Plaintiff’s husband died on May 1, 1939. On July 19, 1939, Helen Bromfield executed an assignment of all her interest under the trust agreement to the plaintiff, and consented to the revocation of the trust. On the same day plaintiff executed and delivered to defendant a document revoking the trust. The defendant has refused to comply with the demand for revocation, contending that, because the trust agreement contained no express power of revocation, and because the language of the trust constituted a substitutional gift to the heirs of Helen Bromfield, the trust could not be revoked at the request of plaintiff and Helen Bromfield.
Plaintiff, on the other hand, contends that Helen Bromfield took an absolute and vested remainder, subject only to the life interests of the settlor and her husband, and that, upon the death of the husband and the assignment by Helen Bromfield to plaintiff, plaintiff became the sole person beneficially interested in the trust, and had the power of revocation.
In determining this question the inquiry arises as to whether the words “ her heirs, executors, administrators or assigns ” were used as words of substitution, or words of limitation. We think that they were used as words of limitation.
If the trust agreement had provided that the remainder was to be paid over to Helen Bromfield “ or her heirs, executors, administrators and assigns,” the gift would appear to be substitutional. (Matter of Evans, 234 N. Y. 42; Waxson Realty Corp. v. Rothschild, 255 id. 332.) On the other hand, if the word “ and ” had been used between the name of the donee and the so-called terms of inheritance, such terms would ordinarily be construed to be merely words of limitation. (Van Beuren v. Dash, 30 N. Y. 393, 416; Thurber v. Chambers, 66 id. 42.) Where neither “ or ” nor “ and ” is used between the name of the donee and the words of inheritance, the construction that is ordinarily placed on a gift or legacy is likewise that the words are used merely as words of limitation and not for the purpose of creating a substitutional gift. (Matter of Tamargo, 220 N. Y. 225.) That is to say when a gift is made to one, “ his heirs,” etc., such words are usually deemed to signify a gift of absolute ownership and not a direction to transfer the estate to the heirs or personal representatives in the event the donee fails to survive the holder of the prior estate. (Matter of Wells, 113 N. Y. 396.)

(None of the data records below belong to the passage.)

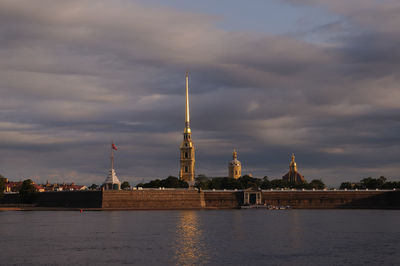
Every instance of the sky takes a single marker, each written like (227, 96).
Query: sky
(318, 78)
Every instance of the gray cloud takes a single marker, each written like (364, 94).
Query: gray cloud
(76, 74)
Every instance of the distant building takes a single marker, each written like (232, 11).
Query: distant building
(12, 186)
(235, 167)
(186, 172)
(112, 182)
(293, 175)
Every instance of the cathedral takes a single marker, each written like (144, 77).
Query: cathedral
(293, 175)
(186, 172)
(235, 167)
(112, 182)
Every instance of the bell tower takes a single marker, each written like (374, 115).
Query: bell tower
(187, 160)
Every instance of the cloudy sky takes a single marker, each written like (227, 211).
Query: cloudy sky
(319, 78)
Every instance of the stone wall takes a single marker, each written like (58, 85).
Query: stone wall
(152, 199)
(223, 200)
(70, 199)
(333, 199)
(192, 199)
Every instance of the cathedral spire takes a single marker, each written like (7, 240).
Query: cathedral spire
(293, 165)
(187, 113)
(187, 160)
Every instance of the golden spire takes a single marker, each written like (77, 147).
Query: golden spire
(187, 115)
(234, 154)
(293, 165)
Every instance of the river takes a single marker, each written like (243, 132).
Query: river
(205, 237)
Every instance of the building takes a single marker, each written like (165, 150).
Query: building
(293, 176)
(186, 172)
(235, 167)
(112, 182)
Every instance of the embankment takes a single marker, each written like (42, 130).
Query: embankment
(169, 199)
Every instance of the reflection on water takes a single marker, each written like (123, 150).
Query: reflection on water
(295, 231)
(189, 247)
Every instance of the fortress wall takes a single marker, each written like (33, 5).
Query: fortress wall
(192, 199)
(223, 200)
(70, 199)
(152, 199)
(334, 199)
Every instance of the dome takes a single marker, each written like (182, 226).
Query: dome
(235, 162)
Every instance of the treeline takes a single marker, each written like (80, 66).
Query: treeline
(244, 182)
(169, 182)
(27, 191)
(371, 183)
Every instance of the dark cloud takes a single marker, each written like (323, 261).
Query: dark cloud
(77, 74)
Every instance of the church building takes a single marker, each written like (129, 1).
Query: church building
(235, 167)
(112, 182)
(186, 172)
(293, 175)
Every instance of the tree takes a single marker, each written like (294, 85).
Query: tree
(125, 185)
(94, 187)
(27, 191)
(202, 182)
(169, 182)
(345, 185)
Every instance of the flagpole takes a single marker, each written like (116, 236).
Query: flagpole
(112, 157)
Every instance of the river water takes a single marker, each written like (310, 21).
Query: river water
(219, 237)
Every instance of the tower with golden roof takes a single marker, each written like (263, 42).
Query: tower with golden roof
(187, 150)
(293, 176)
(235, 167)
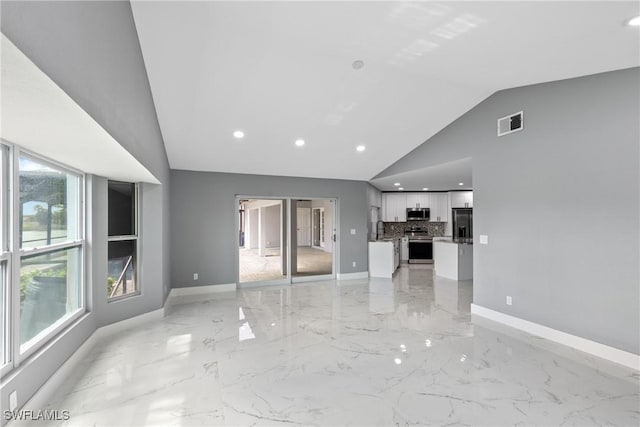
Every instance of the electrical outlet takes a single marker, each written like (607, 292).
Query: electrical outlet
(13, 400)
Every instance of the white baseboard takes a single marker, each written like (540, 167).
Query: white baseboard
(44, 394)
(132, 322)
(603, 351)
(353, 276)
(42, 397)
(197, 290)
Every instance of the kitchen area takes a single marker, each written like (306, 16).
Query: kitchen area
(433, 228)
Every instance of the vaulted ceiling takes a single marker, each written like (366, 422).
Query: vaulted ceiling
(282, 71)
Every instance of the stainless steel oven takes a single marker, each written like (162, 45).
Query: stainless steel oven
(420, 246)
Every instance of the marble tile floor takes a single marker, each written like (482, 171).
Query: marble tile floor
(372, 352)
(255, 268)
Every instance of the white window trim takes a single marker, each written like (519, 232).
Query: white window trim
(19, 353)
(136, 237)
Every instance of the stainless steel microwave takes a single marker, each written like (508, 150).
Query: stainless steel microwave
(418, 214)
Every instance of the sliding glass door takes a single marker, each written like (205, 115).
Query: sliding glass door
(285, 240)
(262, 241)
(313, 250)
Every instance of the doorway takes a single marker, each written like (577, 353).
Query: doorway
(285, 240)
(262, 240)
(317, 226)
(313, 253)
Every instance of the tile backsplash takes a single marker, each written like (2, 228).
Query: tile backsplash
(397, 229)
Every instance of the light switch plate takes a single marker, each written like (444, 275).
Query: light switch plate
(13, 400)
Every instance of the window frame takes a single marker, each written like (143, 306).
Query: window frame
(135, 237)
(5, 256)
(20, 352)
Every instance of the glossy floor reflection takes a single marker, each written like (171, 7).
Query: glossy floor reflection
(371, 352)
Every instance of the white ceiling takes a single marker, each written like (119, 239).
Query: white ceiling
(41, 117)
(446, 176)
(280, 71)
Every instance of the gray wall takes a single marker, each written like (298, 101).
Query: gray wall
(559, 202)
(203, 220)
(91, 50)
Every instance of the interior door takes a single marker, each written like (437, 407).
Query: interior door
(317, 232)
(304, 226)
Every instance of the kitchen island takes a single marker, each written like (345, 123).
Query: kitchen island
(453, 259)
(384, 257)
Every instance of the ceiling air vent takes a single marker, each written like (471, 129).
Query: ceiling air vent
(511, 123)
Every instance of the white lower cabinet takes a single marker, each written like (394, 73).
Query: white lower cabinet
(404, 249)
(384, 258)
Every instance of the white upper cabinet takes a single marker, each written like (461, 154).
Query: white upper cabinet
(394, 207)
(438, 207)
(417, 200)
(375, 197)
(461, 199)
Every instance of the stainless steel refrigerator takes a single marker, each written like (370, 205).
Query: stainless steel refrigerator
(462, 223)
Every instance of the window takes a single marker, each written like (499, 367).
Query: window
(5, 259)
(50, 246)
(123, 240)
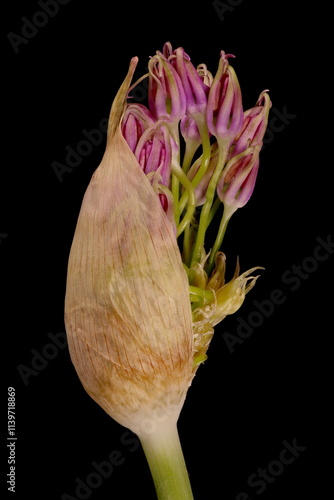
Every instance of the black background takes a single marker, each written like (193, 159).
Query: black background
(242, 404)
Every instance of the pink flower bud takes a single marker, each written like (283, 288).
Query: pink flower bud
(194, 87)
(166, 97)
(137, 118)
(254, 125)
(237, 181)
(154, 151)
(224, 111)
(189, 130)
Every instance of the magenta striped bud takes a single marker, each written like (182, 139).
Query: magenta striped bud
(254, 125)
(195, 89)
(166, 97)
(237, 181)
(137, 118)
(224, 112)
(154, 151)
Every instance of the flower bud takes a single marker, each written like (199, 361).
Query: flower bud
(237, 181)
(224, 112)
(166, 97)
(154, 151)
(127, 309)
(194, 87)
(201, 188)
(137, 118)
(254, 125)
(205, 75)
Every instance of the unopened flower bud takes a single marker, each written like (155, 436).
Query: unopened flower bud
(137, 118)
(254, 125)
(166, 97)
(237, 181)
(194, 87)
(224, 112)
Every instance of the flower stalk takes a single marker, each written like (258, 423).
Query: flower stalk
(143, 293)
(164, 455)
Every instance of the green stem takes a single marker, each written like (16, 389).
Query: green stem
(165, 458)
(206, 156)
(228, 212)
(206, 209)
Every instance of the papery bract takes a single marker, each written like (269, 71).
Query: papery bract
(127, 310)
(137, 118)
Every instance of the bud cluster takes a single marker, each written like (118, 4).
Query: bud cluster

In the present indenture neither the word “ or ” nor “ and ” was used between the donee’s name and the words of inheritance. Therefore, under the rules generally applied, an absolute gift would be deemed intended, unless the use of the disjunctive “ or ” between the words “ administrators ” and “ assigns ” would alter the construction to be placed on the clause.

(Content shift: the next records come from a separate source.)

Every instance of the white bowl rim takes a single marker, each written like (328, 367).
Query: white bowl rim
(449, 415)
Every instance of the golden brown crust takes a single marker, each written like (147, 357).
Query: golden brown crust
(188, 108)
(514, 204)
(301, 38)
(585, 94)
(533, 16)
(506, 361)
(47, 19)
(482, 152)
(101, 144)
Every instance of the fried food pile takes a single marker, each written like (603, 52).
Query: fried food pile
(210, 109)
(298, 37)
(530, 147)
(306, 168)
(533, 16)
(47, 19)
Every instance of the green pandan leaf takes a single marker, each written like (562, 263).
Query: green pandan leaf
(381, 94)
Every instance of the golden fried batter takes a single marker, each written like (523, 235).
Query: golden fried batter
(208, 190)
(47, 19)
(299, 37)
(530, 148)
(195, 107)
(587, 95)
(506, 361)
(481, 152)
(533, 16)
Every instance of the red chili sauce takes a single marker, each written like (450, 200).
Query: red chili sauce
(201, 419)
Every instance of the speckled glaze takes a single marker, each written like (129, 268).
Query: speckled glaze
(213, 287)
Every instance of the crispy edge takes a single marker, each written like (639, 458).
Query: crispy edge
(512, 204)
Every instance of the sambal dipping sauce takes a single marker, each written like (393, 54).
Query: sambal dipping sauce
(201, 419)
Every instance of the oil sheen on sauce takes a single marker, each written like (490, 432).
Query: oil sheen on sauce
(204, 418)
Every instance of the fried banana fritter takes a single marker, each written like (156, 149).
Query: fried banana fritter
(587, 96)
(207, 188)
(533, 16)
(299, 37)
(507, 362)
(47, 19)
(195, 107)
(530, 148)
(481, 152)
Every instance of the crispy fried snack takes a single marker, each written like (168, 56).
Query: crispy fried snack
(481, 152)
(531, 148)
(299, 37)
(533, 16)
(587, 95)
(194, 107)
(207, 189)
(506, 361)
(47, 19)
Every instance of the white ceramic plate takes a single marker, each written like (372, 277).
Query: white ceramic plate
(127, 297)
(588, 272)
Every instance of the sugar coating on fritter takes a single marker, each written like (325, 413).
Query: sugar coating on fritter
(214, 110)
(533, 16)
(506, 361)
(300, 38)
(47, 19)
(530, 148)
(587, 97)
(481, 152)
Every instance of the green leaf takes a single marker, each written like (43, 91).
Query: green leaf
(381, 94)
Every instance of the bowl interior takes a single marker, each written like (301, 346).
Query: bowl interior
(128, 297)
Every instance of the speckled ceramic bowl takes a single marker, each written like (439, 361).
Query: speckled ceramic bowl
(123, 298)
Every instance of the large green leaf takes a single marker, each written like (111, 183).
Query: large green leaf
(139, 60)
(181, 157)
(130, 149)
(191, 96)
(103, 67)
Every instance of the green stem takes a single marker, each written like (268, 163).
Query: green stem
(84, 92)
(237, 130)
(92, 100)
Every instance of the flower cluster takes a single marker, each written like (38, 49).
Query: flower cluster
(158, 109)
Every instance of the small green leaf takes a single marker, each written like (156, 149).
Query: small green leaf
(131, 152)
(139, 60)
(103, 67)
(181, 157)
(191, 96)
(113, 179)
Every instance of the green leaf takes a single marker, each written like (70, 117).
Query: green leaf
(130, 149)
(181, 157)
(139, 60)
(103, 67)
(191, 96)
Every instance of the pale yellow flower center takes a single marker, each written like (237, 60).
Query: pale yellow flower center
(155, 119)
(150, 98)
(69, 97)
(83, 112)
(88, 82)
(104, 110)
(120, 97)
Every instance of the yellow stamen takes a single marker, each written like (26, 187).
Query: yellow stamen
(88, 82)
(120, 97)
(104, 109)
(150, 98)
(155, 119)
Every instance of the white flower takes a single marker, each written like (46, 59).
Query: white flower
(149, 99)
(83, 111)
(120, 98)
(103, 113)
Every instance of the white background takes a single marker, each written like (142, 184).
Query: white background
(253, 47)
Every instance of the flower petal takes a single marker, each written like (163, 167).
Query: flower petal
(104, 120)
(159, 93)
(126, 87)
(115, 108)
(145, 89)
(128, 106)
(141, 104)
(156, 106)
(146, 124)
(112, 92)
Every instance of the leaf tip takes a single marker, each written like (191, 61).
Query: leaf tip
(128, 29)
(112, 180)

We think that the word “or,” so used, does not disclose an intention to give less than an absolute estate. In the first place, the use of the word “ assigns ” in a document of the present nature is said to show the intention to give an absolute gift, for the power of assigning implies an absolute title. (Matter of Tamargo, supra, p. 229.) This would seem particularly so in the present instance for only personal property was being disposed of. Further, the placing of the disjunctive “ or ” between “ administrators ” and “ assigns ” would seem to emphasize the settlor’s purpose to make an absolute gift, for it places the donee’s assigns in a distinct class. The word “or,” as used here, has grammatical application only
Matter of Thompson (279 N. Y. 131) holds nothing contrary to the view herein expressed. There it was said that the words “ heirs, executors, administrators and assigns ” were to be construed as words of limitation. True, the court, in its opinion in that case, called attention to the absence of the disjunctive “ or ” from the context of the document. This is not to be construed as a holding that the presence of the word “ or ” always connotes a substitutional gift, irrespective of the manner in which it is used. Of course, the location of the disjunctive word may have an important bearing in determining the meaning to be given to the clause as a whole.
In the present case, considering all of the provisions of the indenture, including the,one placed after the so-called words of inheritance, that the gift to Helen Bromfield was “ for her own use, absolutely and forever,” we hold that a gift of absolute ownership was intended.
We find that no persons other than plaintiff and her daughter, Helen Bromfield, were beneficially interested in this trust, and that the documents executed by them revoked the trust.
Judgment should be rendered accordingly.
Martin, P. J., Townley and Cohn, JJ., concur.
Judgment unanimously directed for plaintiff in accordance with opinion. Settle order on notice.